Join EnGRG for the sixth in their 2023 webinar series, Health x Energy!
With the effects of climate change, urbanizing cities throughout the US–Mexico borderlands will face increased levels of solar radiation in the coming decades, impacting energy demand for urban infrastructure and building operations, exacerbating conditions of energy poverty, and increasing the exposure of large and growing urban populations to harmful levels of UVB radiation in public space. Communities in the Chihuahuan Desert face disproportionate levels of energy poverty. Urban morphologies in this region impose disproportionate energy demands, especially within underserved urban communities (Diaz-Barriga & Barnhart, 2022). Recommendations to reduce energy poverty include strategies to increase the amount of urban shade, lowering the energy demand both for building operations and transportation.

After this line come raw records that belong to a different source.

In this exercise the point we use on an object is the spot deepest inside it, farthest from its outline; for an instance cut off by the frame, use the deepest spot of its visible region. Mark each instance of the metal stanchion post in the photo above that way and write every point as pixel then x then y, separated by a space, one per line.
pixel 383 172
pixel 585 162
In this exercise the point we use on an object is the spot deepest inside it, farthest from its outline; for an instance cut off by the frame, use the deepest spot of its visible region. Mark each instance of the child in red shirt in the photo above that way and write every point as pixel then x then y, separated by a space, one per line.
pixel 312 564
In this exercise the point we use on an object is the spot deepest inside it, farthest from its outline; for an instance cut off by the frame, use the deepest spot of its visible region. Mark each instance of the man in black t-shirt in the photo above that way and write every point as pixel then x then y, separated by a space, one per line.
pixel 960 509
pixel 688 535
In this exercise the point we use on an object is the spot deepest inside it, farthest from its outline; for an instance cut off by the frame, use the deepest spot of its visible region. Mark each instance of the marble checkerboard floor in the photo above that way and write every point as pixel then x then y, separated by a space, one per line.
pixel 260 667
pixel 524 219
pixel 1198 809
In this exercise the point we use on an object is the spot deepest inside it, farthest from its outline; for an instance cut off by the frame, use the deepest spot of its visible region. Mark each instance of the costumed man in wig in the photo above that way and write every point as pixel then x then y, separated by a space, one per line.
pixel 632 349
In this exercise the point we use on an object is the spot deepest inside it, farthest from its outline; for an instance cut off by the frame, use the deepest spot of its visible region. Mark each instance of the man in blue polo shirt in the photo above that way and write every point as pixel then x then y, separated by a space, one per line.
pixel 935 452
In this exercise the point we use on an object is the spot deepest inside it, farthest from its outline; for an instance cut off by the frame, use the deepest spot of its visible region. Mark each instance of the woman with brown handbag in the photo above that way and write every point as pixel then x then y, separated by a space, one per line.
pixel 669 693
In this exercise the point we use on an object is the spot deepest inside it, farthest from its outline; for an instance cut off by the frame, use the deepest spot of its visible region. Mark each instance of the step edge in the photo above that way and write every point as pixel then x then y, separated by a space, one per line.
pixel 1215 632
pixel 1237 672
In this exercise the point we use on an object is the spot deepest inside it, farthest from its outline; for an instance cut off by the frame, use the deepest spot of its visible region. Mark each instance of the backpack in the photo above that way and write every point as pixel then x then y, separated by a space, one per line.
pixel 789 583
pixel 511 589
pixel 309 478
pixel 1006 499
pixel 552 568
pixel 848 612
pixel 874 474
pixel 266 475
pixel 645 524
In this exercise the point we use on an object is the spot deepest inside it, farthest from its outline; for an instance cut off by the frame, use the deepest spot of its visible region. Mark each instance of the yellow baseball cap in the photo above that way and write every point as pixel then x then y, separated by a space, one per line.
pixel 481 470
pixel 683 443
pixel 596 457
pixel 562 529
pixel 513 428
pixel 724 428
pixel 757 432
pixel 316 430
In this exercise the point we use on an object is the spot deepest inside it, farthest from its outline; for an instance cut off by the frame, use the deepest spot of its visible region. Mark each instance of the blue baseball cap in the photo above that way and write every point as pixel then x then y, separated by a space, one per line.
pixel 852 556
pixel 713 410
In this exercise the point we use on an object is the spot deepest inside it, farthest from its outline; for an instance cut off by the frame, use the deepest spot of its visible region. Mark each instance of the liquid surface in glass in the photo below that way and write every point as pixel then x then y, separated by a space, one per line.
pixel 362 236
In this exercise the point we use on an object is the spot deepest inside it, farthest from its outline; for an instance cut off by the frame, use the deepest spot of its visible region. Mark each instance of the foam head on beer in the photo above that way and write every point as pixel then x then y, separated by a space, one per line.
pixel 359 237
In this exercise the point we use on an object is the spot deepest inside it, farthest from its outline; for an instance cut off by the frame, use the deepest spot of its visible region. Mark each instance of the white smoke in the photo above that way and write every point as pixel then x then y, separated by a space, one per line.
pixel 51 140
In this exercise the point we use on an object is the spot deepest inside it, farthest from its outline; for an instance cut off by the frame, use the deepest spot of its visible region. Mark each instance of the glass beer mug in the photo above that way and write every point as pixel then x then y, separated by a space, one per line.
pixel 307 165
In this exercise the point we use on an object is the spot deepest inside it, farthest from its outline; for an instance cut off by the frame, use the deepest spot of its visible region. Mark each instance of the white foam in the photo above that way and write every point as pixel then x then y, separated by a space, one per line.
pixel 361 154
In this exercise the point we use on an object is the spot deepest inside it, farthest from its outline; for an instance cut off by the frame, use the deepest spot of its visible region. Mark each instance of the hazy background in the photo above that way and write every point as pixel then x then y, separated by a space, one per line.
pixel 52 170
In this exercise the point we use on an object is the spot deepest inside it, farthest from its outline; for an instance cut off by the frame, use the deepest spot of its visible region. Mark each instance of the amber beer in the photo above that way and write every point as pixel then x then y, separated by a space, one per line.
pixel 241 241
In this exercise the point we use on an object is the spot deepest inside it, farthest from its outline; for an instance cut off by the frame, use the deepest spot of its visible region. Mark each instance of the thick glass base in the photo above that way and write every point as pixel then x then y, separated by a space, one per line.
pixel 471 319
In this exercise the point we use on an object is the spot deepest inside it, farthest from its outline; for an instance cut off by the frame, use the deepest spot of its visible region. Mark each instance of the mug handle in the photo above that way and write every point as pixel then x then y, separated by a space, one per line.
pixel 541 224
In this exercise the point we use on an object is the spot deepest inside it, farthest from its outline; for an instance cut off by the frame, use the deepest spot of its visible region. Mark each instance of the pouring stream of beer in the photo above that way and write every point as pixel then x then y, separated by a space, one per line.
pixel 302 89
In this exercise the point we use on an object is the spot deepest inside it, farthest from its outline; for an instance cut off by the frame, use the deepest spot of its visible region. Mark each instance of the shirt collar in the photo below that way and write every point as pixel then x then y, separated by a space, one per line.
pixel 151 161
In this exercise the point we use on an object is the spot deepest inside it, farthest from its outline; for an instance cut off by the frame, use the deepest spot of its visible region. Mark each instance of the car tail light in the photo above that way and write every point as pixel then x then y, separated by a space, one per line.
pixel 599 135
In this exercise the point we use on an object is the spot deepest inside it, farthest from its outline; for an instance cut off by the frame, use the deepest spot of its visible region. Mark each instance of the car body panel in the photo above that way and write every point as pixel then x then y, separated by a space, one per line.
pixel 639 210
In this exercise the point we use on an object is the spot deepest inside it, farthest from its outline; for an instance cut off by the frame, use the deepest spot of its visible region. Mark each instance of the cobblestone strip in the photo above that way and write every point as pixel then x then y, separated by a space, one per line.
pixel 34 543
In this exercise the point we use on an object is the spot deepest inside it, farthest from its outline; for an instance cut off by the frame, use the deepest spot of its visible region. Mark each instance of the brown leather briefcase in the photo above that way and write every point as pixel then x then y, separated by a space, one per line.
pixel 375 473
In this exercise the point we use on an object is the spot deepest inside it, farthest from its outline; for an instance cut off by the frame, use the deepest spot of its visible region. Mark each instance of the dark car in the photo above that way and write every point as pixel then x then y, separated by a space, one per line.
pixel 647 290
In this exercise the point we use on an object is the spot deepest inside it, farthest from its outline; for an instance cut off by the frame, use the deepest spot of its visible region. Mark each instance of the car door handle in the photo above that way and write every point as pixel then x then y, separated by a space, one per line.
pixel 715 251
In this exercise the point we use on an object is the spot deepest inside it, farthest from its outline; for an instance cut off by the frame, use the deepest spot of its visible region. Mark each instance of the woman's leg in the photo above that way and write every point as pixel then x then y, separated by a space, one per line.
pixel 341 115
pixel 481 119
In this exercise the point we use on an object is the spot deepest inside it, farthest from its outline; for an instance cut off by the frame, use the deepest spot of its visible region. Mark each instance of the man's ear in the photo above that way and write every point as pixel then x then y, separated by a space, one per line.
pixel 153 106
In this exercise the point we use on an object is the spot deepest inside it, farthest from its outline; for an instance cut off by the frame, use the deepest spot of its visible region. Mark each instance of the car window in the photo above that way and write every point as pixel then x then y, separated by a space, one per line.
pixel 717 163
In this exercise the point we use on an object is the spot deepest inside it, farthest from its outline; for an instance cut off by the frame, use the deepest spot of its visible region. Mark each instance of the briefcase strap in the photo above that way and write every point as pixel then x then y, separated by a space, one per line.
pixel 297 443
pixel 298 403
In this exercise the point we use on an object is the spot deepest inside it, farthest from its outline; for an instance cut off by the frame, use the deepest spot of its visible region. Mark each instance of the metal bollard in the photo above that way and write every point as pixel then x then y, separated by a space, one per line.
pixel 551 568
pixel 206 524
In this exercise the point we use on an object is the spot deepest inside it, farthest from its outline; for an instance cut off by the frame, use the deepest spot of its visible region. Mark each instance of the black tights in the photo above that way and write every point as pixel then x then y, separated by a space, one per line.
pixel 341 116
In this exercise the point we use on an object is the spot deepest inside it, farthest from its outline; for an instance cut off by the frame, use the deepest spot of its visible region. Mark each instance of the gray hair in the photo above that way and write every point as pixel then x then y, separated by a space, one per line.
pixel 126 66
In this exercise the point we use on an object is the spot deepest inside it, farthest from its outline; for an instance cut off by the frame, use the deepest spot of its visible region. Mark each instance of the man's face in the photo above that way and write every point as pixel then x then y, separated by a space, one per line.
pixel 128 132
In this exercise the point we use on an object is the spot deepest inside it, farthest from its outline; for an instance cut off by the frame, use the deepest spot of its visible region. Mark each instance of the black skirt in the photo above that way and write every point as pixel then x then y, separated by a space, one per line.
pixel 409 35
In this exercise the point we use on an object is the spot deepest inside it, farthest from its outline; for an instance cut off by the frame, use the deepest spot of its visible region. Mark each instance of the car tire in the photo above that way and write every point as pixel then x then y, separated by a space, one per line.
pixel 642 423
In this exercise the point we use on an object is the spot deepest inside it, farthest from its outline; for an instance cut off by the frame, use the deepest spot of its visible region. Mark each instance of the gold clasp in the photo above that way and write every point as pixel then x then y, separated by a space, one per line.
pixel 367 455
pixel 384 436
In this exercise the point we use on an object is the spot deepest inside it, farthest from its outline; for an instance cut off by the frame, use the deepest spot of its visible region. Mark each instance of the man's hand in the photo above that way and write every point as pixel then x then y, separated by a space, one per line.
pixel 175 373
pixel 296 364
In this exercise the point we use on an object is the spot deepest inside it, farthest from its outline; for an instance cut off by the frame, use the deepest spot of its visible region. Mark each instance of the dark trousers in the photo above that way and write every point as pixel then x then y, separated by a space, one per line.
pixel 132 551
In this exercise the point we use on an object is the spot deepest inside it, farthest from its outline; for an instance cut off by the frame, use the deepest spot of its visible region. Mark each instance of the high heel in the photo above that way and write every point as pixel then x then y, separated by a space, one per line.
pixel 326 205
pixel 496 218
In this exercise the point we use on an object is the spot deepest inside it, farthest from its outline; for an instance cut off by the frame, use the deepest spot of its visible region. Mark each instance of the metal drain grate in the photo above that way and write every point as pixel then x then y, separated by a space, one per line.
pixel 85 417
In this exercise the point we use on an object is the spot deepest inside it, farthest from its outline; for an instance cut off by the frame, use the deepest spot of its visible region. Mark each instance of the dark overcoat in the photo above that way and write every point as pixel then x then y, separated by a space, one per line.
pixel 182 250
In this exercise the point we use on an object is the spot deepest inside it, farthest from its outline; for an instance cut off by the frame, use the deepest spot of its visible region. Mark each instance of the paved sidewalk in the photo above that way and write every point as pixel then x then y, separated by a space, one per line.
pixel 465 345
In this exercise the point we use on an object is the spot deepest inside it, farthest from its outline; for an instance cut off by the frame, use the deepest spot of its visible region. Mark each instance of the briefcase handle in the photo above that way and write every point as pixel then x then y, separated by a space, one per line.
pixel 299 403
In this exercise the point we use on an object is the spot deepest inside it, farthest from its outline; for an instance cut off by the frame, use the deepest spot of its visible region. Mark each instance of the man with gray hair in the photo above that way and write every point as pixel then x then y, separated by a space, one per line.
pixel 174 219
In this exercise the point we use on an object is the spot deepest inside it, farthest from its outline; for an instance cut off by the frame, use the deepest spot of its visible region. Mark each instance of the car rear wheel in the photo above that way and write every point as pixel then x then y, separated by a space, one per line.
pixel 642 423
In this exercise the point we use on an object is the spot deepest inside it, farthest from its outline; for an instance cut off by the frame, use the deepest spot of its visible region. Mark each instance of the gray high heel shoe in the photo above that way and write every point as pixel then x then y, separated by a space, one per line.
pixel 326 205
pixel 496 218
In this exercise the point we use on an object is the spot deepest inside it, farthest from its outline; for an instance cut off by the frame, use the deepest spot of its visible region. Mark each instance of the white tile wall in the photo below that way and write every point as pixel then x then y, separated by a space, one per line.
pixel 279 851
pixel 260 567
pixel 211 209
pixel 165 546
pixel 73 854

The presentation will reveal the emerging geography of public shade in the borderland both as a response to energy poverty and as a geography susceptible to unseen dangers. Populations in arid environments are exposed to high levels of ultraviolet radiation, even within conditions of apparent shade. As arid cities work to increase the amount of public shade, conditions of “irradiated shade” arise as subperceptual phenomena, producing hidden geographies requiring new methods, tools, forms of representation, and forms of public engagement to visualize, analyze, and engage.